Last October, the Catholic League sent a letter to the director of the Museum of Contemporary Art in Los Angeles, and a news release to the media, stating our objections to a piece of art by Robert Gober (see November Catalyst). Gober’s work showed a phallic culvert pipe piercing Our Blessed Mother, the purpose of which, he said, was to deprive “the Virgin Mary of the womb from which Christ was born.”

The Gober has since been defended by Richard Koshalek, the museum’s director, theNew York Times and the National Catholic Reporter. Koshalek has said that Gober’s work “is intensely personal, and installations he has created have dealt with controversial issues that are important to him, such as sexual identity, racial prejudice, bodily functions and the Catholic faith.”

It can also be said that Gober, who is an embittered gay ex-Catholic, is part exhibitionist, otherwise he would have no need to publicize his “intensely personal” work. We just wish he would do it behind closed doors and leave his creations there, preferably next to the garbage can.

The New York Times likes this trash so much that it offered a color photo of Gober’s masterpiece. But the best part was the story by Roberta Smith. It was so good of her to note that “it is understandable that some people might find the piece upsetting,” even if all they saw was a photograph of the subject. Her condescending attitude then burst forth with her comment that “it is depressing to be reminded, once more, that there are always those who know what they don’t like, even if they haven’t actually experienced it.” But it’s not half as depressing as knowing that she gets paid to write this stuff.

Smith insists that critics of Gober must be offended first-hand before they can object. “Because the Gober is about the literal and the actual,” she opines, “it is profoundly experiential and even interactive, a journey that must be traveled before an informed opinion can be arrived at.” Such logic suggests that suffering must be experienced before an informed opinion can be made.
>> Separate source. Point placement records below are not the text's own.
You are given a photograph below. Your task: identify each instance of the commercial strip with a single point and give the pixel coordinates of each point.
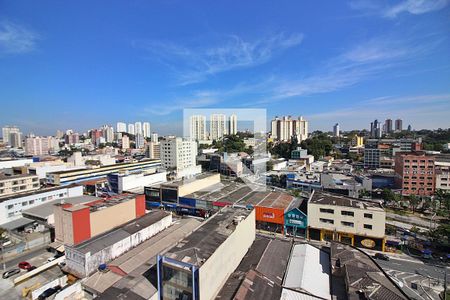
(80, 222)
(338, 218)
(74, 176)
(200, 264)
(85, 258)
(11, 207)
But if this is true, then it would be wrong to oppose famine, disease and genocide without first experiencing it. Such a claim would be irrational because it would effectively end all future experiential journeys.

From a writer for the National Catholic Reporter, art professor Linda Ekstrom, we get nothing but praise. “In fact,” the professor says, “Gober’s work is one of the more challenging and profoundly sacred spaces I have ever encountered in an art venue.” That gives us some idea where she hangs out. We have a suggestion for her: why not take Gober’s phallic culvert pipe and stick it through the head of Moses head and see what happens. Or try Martin Luther King on for size.

The league was delighted to learn that approximately a thousand protesters jammed the sidewalk in front of the museum to let Gober know what they thought of creation; it was led by the American Society for the Defense of Tradition, Family and Property, a traditional Catholic group. The league sent copies of its news release and a letter of support to be read at the rally.